We’re at the turning of the Gospel of Matthew, here. Since his baptism, Jesus has been ministering to those who stand in the tradition, those who claim the stories and symbols, the language and ritual of Israel. It hasn’t expedited the coming of the Kingdom, and it hasn’t sanctified and forgiven the world. Christ in Matthew is about to change his strategy. The faith of the Canaanite woman seems to be the tipping point. Jesus won’t announce the new program for a couple of weeks, but he will announce it. He will not abandon his chosen people. By no means. He will save the world by confronting head on the parts of his own tradition that mistake their culture for God. Jesus will act by becoming a target of the Sanhedrin. The end of the journey for Jesus is on Pilate’s portico. It’s a notorious scene: Pilate washes his hands of Jesus’ blood—I’ll kill him, but I won’t accept responsibility for it—and the crowd cries, “His blood be on us and on our children!” It’s been used by anti-Jewish groups within the Church to blame the Jews for Christ’s death. Problem is, we are the “Jews then.” We are the ones who would kill someone for failing to meet our cultural expectations. The blood is on us.

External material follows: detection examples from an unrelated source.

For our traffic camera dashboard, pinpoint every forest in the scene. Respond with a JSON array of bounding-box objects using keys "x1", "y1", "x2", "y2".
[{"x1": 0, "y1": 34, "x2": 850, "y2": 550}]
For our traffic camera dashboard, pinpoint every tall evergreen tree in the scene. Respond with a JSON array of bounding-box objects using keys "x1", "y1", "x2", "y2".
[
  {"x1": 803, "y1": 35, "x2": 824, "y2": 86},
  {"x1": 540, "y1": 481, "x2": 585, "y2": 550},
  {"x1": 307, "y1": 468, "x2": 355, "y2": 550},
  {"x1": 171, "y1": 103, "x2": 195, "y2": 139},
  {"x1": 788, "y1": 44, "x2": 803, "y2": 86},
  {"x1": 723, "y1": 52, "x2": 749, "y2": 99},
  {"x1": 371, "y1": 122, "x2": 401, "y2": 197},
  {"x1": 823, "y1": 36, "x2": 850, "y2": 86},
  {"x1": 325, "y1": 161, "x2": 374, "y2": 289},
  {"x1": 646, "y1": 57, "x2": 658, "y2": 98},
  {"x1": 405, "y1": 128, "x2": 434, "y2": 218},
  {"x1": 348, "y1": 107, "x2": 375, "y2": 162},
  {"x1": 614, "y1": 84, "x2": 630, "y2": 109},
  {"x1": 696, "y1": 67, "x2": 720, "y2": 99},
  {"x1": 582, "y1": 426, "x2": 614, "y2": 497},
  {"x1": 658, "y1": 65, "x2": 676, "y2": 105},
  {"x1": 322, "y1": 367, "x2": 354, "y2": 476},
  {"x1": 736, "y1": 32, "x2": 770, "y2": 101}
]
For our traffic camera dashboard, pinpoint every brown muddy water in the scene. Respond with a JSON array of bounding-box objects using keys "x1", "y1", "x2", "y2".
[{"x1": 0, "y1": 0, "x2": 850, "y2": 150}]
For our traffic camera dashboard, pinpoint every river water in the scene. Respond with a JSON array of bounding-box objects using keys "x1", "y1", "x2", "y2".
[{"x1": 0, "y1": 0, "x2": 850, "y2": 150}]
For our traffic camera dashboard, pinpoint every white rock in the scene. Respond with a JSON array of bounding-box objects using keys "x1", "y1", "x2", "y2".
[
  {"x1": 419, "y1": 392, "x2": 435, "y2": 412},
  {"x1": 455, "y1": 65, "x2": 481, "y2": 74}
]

Moreover, this is all according to Christ’s gracious plan. For the blood upon us is the blood of the Lamb of God, pure and sinless. The blood that makes all things holy. Try as we might to contain God’s goodness and keep it all to ourselves it has exploded onto the world, and it has gotten all over us. Christ, despite our best efforts, has forgiven us and made us holy. This is our witness. This is the point of our tradition. Our Lutheran Christianity is faithful, paradoxically, when it points to the Christ who is outside of it, who saves us just as we think we’ve finally got him nailed down. Our witness today is faithful when we own the ugliness of our tradition, and marvel at how God has turned our sins on their heads. Our Church is faithful when we recognize that, humanly speaking, we have no hope, and therefore all the more radically place our hope in Christ who invites us to stand with him.